ヤミ金のような悪質業者の場合、押し貸し被害にあっている本人だけではなく同僚にも暴言を吐くことがあり、職場に迷惑がかかってしまいます。ヤミ金と関わりがあると思われると、被害者も会社に居づらくなってしまうことでしょう。
旦那の勤め先の人、押し貸し詐欺にあってたらしい。
もう解決したらしいけど、会社にまで返済の電話かかってきてて大変だった模様。ググッたところ、被害にあっておられる方のほとんどが、以前 ヤミ金を利用 した経験が・・・
・・・まぁ、そこは突っ込まないでおきましょう
— Nolly (@Nolly_M) 2015年4月15日
ヤミ金が実際に自宅や職場に押しかけてくる可能性は低い
職場に電話がかかってくるようになったら、次は直接職場に押しかけてくるのではないかと心配になりますね。
同様に、子どもと誘拐するとか家に放火するとか、そういったこともしません。
ヤミ金業者にとってもたかが数万円のことなので、そのくらいのお金のために大きな犯罪をおかすことはないと思ってください。
- <よくある脅し文句>
- 若い奴らを連れて自宅、実家、職場に行くぞ
- 自宅に放火するぞ
- 子どもを誘拐してやるからな
- コンビニ強盗でもして返せ
警察への相談で職場への電話がなくなっても根本的な解決ではない
自宅や職場に電話がかかってきた段階で警察に相談するのもありですが、警察に相談しても今般的な解決にはならないことがほとんどです。
警察から業者に警告してもらって職場への電話がなくなったとしても、自分への催促はなくならないことが多いからです。

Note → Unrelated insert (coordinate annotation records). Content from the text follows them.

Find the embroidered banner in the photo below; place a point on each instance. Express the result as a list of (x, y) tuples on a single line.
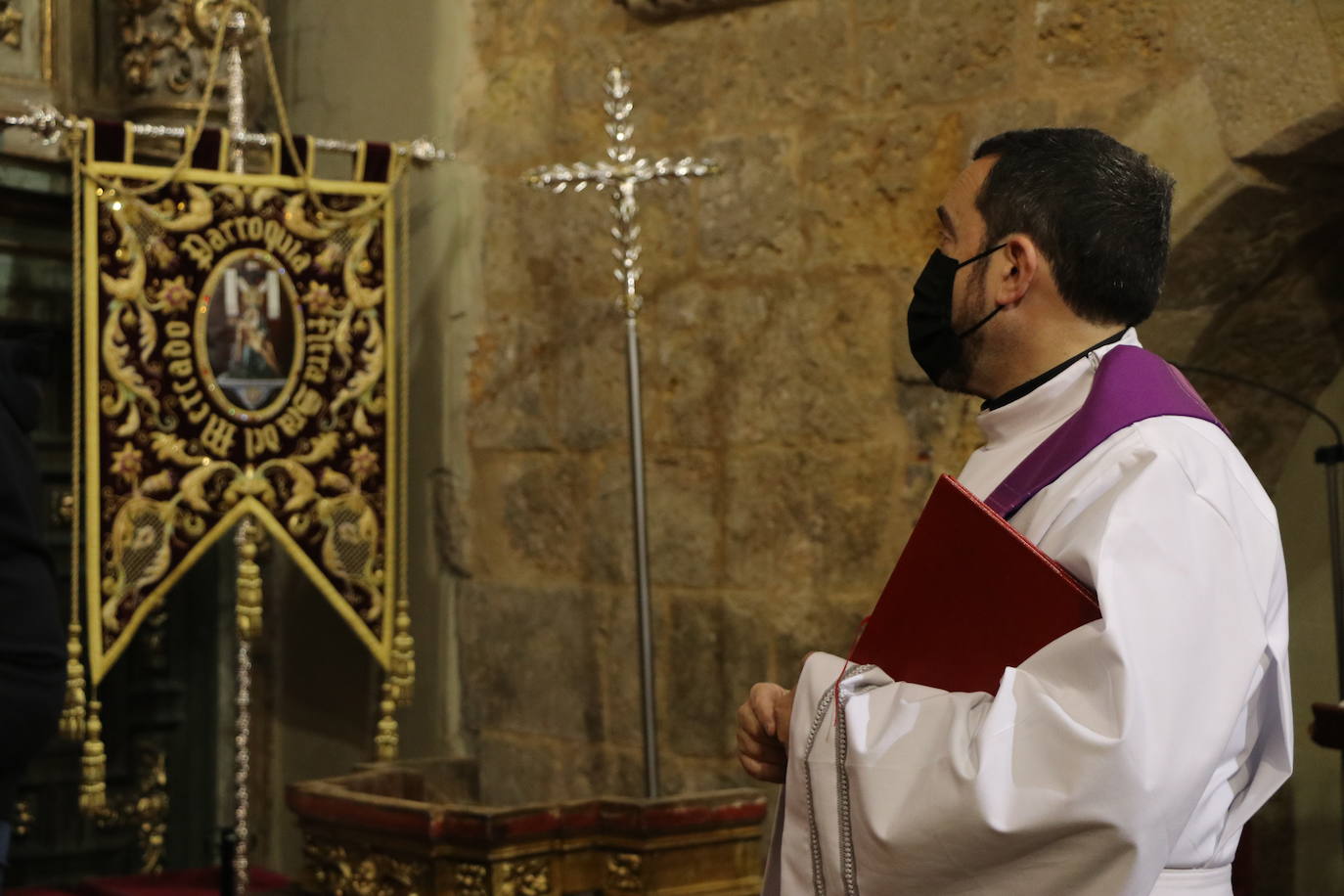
[(240, 341)]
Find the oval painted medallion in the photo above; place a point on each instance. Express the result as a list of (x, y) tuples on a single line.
[(247, 332)]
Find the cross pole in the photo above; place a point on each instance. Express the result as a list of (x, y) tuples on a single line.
[(622, 172)]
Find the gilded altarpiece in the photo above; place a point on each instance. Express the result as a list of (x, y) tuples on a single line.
[(241, 342)]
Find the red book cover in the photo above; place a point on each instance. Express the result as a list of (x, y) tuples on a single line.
[(969, 597)]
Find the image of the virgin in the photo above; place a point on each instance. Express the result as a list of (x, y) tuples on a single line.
[(247, 324)]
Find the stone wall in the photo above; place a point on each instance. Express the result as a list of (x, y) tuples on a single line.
[(790, 438)]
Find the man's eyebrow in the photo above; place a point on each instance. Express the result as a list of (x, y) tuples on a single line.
[(946, 222)]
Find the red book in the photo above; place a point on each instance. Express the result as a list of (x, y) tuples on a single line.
[(969, 597)]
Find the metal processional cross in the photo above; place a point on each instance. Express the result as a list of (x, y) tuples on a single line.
[(624, 173)]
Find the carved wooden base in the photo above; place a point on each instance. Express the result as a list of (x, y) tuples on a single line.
[(406, 830)]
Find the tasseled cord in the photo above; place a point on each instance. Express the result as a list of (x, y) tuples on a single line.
[(72, 713), (93, 787)]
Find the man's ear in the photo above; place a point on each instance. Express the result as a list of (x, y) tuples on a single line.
[(1021, 265)]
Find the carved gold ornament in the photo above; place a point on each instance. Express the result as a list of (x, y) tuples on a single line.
[(622, 874), (528, 877), (343, 871), (162, 43)]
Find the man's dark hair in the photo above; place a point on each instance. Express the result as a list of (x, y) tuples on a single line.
[(1097, 209)]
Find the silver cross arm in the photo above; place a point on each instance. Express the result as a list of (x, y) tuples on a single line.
[(621, 172)]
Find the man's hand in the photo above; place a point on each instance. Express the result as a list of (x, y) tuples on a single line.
[(764, 731)]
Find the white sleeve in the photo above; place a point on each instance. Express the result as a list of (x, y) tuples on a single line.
[(1081, 774)]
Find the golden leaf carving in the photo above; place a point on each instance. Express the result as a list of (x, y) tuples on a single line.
[(130, 287), (193, 486), (198, 212), (362, 297), (298, 222), (233, 195), (349, 547), (172, 448), (373, 357), (130, 385), (322, 448), (335, 481), (302, 486), (140, 551), (157, 484)]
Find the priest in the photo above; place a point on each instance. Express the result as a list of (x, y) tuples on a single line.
[(1125, 756)]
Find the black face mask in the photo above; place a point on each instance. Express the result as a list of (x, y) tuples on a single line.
[(933, 340)]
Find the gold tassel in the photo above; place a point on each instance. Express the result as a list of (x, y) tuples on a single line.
[(402, 675), (93, 788), (387, 739), (72, 713)]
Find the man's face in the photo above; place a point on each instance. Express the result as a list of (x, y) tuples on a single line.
[(962, 237)]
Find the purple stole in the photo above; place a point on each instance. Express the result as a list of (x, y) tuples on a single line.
[(1131, 384)]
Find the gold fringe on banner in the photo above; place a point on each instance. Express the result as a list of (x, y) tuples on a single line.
[(93, 788), (387, 740), (72, 713), (402, 675), (248, 580)]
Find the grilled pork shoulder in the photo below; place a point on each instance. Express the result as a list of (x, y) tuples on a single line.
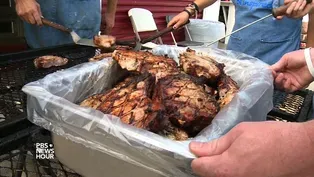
[(200, 66), (100, 57), (142, 62), (185, 102), (227, 88), (162, 99), (130, 101), (104, 41), (49, 61), (173, 132)]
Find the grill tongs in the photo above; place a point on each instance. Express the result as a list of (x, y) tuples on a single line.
[(135, 44), (139, 44)]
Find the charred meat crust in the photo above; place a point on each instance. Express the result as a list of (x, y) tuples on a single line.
[(160, 98), (142, 62), (100, 57), (49, 61), (131, 101), (227, 88)]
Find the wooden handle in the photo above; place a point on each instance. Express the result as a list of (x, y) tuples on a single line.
[(160, 33), (280, 11), (55, 25)]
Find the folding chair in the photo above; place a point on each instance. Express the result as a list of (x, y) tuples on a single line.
[(183, 43), (143, 21)]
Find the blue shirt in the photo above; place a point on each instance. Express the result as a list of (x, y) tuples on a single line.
[(267, 40), (82, 16)]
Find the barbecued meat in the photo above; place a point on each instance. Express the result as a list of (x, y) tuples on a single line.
[(130, 101), (49, 61), (200, 66), (227, 88), (142, 62), (104, 41), (173, 132), (100, 57), (185, 102)]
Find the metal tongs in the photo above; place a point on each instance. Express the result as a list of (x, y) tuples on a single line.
[(136, 44), (275, 13), (140, 44)]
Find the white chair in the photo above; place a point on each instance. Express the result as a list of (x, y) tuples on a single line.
[(143, 21), (212, 12)]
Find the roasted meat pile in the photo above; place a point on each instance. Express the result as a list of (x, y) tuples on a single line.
[(49, 61), (161, 97), (104, 41)]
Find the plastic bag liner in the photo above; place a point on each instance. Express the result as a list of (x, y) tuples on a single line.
[(52, 103)]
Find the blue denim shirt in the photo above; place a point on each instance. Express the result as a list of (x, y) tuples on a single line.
[(83, 16), (267, 40)]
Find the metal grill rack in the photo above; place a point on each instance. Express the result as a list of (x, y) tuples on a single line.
[(293, 107), (17, 70)]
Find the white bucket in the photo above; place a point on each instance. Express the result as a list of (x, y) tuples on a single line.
[(205, 31)]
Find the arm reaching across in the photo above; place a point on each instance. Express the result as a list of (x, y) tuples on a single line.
[(110, 15), (29, 11), (310, 32), (183, 17), (258, 149), (297, 8), (291, 72)]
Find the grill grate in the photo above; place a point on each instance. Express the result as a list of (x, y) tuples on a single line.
[(22, 162), (293, 107), (18, 70)]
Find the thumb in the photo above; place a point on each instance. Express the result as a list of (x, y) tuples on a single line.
[(279, 17), (215, 147), (280, 65)]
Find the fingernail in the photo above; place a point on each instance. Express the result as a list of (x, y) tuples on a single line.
[(196, 145)]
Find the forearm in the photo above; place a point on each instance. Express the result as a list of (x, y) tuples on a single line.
[(111, 6), (309, 127), (310, 31), (204, 3)]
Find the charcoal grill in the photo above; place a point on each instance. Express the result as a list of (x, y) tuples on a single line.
[(15, 141), (293, 107), (18, 69)]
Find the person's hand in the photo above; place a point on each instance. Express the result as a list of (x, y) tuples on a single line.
[(178, 20), (29, 11), (291, 72), (257, 149), (297, 8), (109, 20)]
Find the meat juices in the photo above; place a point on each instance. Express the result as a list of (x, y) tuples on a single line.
[(49, 61), (160, 98)]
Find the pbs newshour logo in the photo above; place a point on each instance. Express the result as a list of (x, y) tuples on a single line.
[(44, 151)]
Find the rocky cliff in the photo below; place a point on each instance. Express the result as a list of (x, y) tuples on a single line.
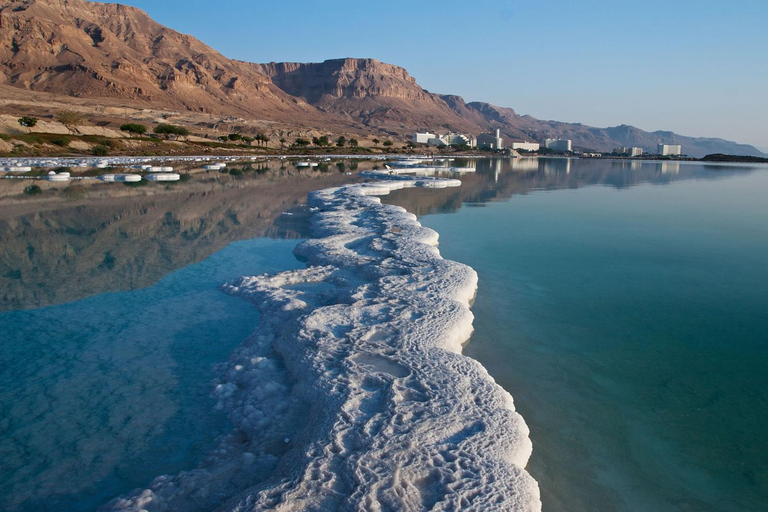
[(93, 50), (89, 49)]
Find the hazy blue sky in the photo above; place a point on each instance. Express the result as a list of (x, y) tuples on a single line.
[(697, 67)]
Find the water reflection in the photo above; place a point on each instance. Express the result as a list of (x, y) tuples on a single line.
[(501, 178), (74, 241)]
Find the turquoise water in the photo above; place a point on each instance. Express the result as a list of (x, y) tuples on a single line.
[(101, 395), (624, 305), (631, 326)]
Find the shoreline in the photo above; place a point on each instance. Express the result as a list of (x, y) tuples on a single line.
[(372, 331)]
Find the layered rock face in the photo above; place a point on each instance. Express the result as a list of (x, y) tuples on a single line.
[(90, 49), (370, 92)]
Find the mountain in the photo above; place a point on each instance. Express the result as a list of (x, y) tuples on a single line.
[(89, 49), (93, 50), (371, 93)]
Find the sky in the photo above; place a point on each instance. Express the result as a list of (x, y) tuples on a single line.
[(695, 67)]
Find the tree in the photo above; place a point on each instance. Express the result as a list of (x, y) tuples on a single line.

被害届も、実際に暴力などの危害を加えられないと受理してもらえない可能性が高いです。
警察がヤミ金の告訴状どころか被害届も受け取らない。貸金業法改正でヤミ金が増えてるとかいうけど,受任して拾い上げる人がいないのと,警察がしっかり取り締まらないのが増えてる理由としては大きい気がする。
— 吉井和明 (@kgoodwell) 2010年11月15日
【押し貸し詐欺】
先輩から聞いた話。急に口座に1万円振り込まれて、後日「◯日までに利子込みで3万円返せ」と電話が来る。確認すると確かに1万円振り込まれていて、もちろん借りた覚えなんてないので警察に相談するも、実被害を被る前でいまいち動いてくれない。— 千早 (@nn_tsuki) 2014年11月28日
弱さを見せたら付け込まれる!毅然と対応することが何より大事
まだ口座に振り込まれていない場合は口座を解約、振り込まれてしまった場合は専門家に相談して振り込みされた金額以上は絶対に返金しないことが重要です。
ヤミ金は暴力などの危害を加えてくることはありませんが、嫌がらせの電話をかけ続け、押し貸し被害者を精神的に追い詰めようとします。少しでも弱さを見せたらつけこまれ、いいようにお金をむしりとられますよ。
自分でヤミ金と渡り合う自信がないなら、早めに専門家や消費生活センター、警察に相談しましょう。
過去にヤミ金を利用したという負い目があるかもしれませんが、悪いのはヤミ金で、あなたは悪くありません。「支払う必要がないお金は払わない」「脅しには屈しない」という意思をもって行動しましょう。